腹黒御曹司の一途な求婚
 そして迎えた週末。
 予約時間である正午ピッタリに、私はアスプロ東京内の懐石料理店を訪れていた。

 総支配人が手配する、と言った時点でちょっと予感はしていたのだけれど――案の定、話し合いの場はうちのホテルだった。
 総支配人の秘書から連絡を受けた時にゲンナリとしてしまったのは言うまでもない。

 顔見知りのスタッフに苦笑いで会釈をしながら、予約されていた個室へと通される。
 父はまだ到着していなかった。
 
 どうせ予約してくれるなら、ホテル外にしてくれればよかったのに。憂鬱なため息を吐いて、私は戸に近い下手側の席へ腰掛けた。

(総支配人もひどいよね……従業員を売るなんて……)

 同じ父親として、父の力になりたかったと言っていたものの、それだけではないと思う。

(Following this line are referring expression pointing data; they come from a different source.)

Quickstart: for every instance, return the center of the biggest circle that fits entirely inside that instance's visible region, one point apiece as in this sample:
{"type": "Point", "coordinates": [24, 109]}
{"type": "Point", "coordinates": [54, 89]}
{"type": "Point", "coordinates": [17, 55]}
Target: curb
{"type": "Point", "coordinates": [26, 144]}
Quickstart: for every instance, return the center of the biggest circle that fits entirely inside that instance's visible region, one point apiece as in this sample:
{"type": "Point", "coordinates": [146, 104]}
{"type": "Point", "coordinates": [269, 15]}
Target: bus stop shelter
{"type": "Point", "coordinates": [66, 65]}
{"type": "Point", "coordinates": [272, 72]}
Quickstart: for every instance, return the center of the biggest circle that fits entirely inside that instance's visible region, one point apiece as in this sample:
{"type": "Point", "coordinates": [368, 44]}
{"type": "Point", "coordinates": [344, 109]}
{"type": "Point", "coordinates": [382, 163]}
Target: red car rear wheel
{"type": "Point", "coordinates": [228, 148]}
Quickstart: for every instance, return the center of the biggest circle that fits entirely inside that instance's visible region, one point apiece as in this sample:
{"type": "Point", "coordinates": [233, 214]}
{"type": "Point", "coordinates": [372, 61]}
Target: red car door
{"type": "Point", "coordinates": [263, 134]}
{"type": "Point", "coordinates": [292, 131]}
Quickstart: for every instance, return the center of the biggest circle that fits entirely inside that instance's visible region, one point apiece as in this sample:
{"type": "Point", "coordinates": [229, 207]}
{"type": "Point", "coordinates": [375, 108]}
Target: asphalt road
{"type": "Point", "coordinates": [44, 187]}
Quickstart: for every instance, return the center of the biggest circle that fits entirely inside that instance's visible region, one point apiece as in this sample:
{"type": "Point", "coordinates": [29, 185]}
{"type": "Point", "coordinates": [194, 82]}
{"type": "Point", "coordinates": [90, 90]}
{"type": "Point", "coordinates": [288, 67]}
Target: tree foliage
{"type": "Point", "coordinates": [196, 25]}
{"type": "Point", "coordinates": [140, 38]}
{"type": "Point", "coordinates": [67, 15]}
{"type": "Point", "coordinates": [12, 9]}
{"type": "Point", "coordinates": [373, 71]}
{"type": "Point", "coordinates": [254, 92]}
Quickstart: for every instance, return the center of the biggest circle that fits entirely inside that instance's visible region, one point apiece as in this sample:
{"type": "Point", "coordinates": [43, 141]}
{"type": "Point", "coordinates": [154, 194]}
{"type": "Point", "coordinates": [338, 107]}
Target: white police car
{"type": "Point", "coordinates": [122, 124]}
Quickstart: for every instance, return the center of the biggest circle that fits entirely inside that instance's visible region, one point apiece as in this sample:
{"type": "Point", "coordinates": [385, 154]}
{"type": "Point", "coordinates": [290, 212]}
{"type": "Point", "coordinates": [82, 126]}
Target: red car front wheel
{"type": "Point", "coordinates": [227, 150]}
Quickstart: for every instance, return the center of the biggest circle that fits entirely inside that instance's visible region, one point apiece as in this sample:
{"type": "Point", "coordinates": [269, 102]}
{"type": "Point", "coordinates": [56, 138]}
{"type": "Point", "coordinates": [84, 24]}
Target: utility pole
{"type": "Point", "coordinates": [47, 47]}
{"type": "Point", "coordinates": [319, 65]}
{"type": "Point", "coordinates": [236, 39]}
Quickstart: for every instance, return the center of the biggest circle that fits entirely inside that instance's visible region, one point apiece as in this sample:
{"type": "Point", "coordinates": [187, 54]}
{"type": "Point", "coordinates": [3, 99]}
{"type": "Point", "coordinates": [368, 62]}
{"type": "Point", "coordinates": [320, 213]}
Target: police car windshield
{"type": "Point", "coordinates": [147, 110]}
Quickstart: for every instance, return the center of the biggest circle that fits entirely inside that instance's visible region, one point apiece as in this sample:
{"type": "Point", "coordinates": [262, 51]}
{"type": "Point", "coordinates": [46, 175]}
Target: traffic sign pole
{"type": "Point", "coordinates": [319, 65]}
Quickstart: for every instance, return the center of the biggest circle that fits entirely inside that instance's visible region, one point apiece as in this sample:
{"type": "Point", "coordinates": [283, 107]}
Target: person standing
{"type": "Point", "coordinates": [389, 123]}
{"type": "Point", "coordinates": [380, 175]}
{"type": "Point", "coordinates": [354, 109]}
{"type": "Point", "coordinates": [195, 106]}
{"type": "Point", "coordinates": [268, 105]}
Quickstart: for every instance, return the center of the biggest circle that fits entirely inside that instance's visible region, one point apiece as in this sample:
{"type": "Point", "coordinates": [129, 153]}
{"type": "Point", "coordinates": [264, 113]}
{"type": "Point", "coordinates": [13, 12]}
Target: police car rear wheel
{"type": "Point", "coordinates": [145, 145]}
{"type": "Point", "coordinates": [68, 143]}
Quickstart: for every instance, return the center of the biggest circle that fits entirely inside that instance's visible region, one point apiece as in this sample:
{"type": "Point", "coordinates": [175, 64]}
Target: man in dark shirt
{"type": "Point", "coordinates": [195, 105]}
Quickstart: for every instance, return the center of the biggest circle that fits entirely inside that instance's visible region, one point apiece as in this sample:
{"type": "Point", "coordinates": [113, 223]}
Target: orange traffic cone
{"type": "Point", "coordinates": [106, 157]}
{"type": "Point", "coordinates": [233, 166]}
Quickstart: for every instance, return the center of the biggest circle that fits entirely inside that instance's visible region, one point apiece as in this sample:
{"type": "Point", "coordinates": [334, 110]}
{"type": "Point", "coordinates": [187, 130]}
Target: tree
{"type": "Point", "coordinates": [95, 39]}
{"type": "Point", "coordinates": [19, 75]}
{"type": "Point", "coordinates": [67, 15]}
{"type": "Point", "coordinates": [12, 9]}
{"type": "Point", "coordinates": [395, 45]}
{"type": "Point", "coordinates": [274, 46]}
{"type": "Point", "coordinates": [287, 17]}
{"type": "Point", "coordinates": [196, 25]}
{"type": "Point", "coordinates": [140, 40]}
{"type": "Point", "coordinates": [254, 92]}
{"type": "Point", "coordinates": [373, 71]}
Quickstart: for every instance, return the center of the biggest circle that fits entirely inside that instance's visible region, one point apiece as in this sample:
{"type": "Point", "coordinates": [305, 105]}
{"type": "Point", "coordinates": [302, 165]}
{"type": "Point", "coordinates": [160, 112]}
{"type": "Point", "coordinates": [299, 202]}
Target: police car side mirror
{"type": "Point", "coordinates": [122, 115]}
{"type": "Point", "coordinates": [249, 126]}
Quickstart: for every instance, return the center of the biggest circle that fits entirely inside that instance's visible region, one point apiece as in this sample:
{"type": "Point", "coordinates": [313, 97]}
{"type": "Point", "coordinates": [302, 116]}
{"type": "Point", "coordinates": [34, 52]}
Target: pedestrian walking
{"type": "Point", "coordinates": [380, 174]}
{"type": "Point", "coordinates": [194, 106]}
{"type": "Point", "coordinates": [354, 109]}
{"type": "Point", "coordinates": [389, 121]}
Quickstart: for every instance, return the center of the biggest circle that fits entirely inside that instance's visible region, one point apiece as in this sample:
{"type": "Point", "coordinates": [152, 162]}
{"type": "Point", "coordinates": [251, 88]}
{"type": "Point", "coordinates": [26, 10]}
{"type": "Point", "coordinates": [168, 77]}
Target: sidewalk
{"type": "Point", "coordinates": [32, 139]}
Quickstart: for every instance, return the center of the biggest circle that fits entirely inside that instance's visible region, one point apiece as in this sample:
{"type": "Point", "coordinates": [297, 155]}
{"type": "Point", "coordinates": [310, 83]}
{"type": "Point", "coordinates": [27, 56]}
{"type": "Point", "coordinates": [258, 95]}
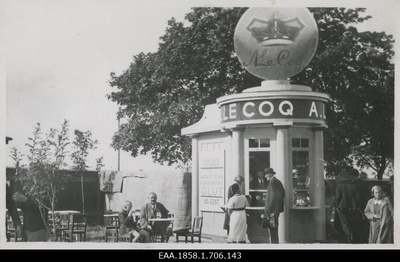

 今現在、アスプロ東京は菊乃屋と取引はなかったはずだけれど、企業間の繋がりはあるに越したことはない。
 いつ関係が発展してもいいように、売れる恩は売っておくのがビジネスの世界。なので仕方ないといえば、仕方ないのだけれど。

(やっぱり、もうちょっと就活を頑張ればよかったかなぁ……)
 
 体よくビジネスの材料として扱われたことへの失望は拭えない。
 菊乃屋と全く繋がりのない業種の企業に就職したほうがよかったんじゃ……と今更な後悔が押し寄せてくる。
 とはいっても、自己PRが壊滅的に下手だったせいで就活はかなり難航したので、そもそも選ぶ余地なんてなかったのが悲しいところ。

「はぁ〜〜」

 クサクサした気持ちのまま、吐き出すため息は重い。
 一向に晴れないモヤモヤを捌ききれずにいたところで、個室の引き戸がガラリと開いた。

「ああ、すまない。先に来ていたのか」

 少し気まずそうな声と共に、父が入ってくる。私が会釈すると、父は向かいの席に座った。